“They’re adorable. And they look just like you.”
 
 “I don’t think so,” I shake my head. “They get all their good looks from their mother.”
 
 There’s a bubble in the air between us at the mention of her and I realize why I haven’t gotten close to anyone since Tess died. Because the space is hard to fill.
 
 “You could have told me,” she says. “About your wife. About the girls too.”
 
 I stare forward, picking up a squishy toy off the floor and squeezing it in my palm. “I just like to keep things…separate. You know?”
 
 “Because it hurts?”
 
 “That. And it’s messy. Living your life as though the mother of your children didn’t die after the mother of your children did in fact die is very, very messy. If it had been up to me and my grief, I would have gotten rid of anything and everything that reminded me of her.”
 
 “That’s terrible,” she says.
 
 “It is. But that whole stages of grief thing…I hung out in the anger stage for a long, long…long time,” I admit, taking another generous sip of my wine.
 
 “I get that. I mean, I’ve never lost a partner. But I have been divorced. Not that that is like this. At all. Wow…”
 
 I can’t help but smile and I touch her leg reassuringly. “No, I understand how terrible that can be too.”
 
 “He was…not a good guy. And when we split, I went through all the stages. Anger was some of the worst of times…but also the best. I smashed a wall plaque over a picket fence.”
 
 “You smashed a wall plaque over a picket fence?” I echo.
 
 “I did.”
 
 “What did it say?”
 
 “Soulmates,” she says. “It hung over our bed. And after he slept with someone else…someone who, and I quote, ‘had a tighter vagina and a tighter…everything else,’ I just took it out back so I could throw it in the dumpster, and I did. But first, I smashed it over the fence.”
 
 “Did it break?” I ask.
 
 “Hell yeah!” she lets out.
 
 “Well then hell yeah. Did it feel good?”
 
 “Also, hell yeah,” she says. “Well.
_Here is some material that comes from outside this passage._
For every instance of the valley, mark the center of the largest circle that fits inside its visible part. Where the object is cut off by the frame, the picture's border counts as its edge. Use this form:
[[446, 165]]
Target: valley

Except for the part where the frame cut my hand open and I had to get thirteen stitches.”
 
 “Wait what?” I ask, sitting up. “Let me see.”
 
 She holds out her hand, and I take it. “Right there. A scar for life to remind me of my scar of a marriage. I was getting my hand stitched up, without proper anesthetics mind you, while he was out fucking a twenty-three-year-old blonde girl from NYU.”
 
 “What?” I ask, her hand still in mine.
 
 “Yeah,” Libby is smiling but it’s not real.
 
 “That’s terrible.”
 
 “Yeah,” she says, taking a sip of wine and finishing her glass. “It is.”
 
 “He sounds terrible,” I say, my eyes on hers even though she is still staring down at her empty glass.
 
 “Yeah. He was. But Tess wasn’t,” she looks up at me.
 
 “No. She wasn’t,” I agree.
 
 There’s a beat. And then, Libby turns to face me, her knees brushing my leg. And even through my jeans, I can feel the warmth. “I haven’t lost a spouse. But I do understand grief.”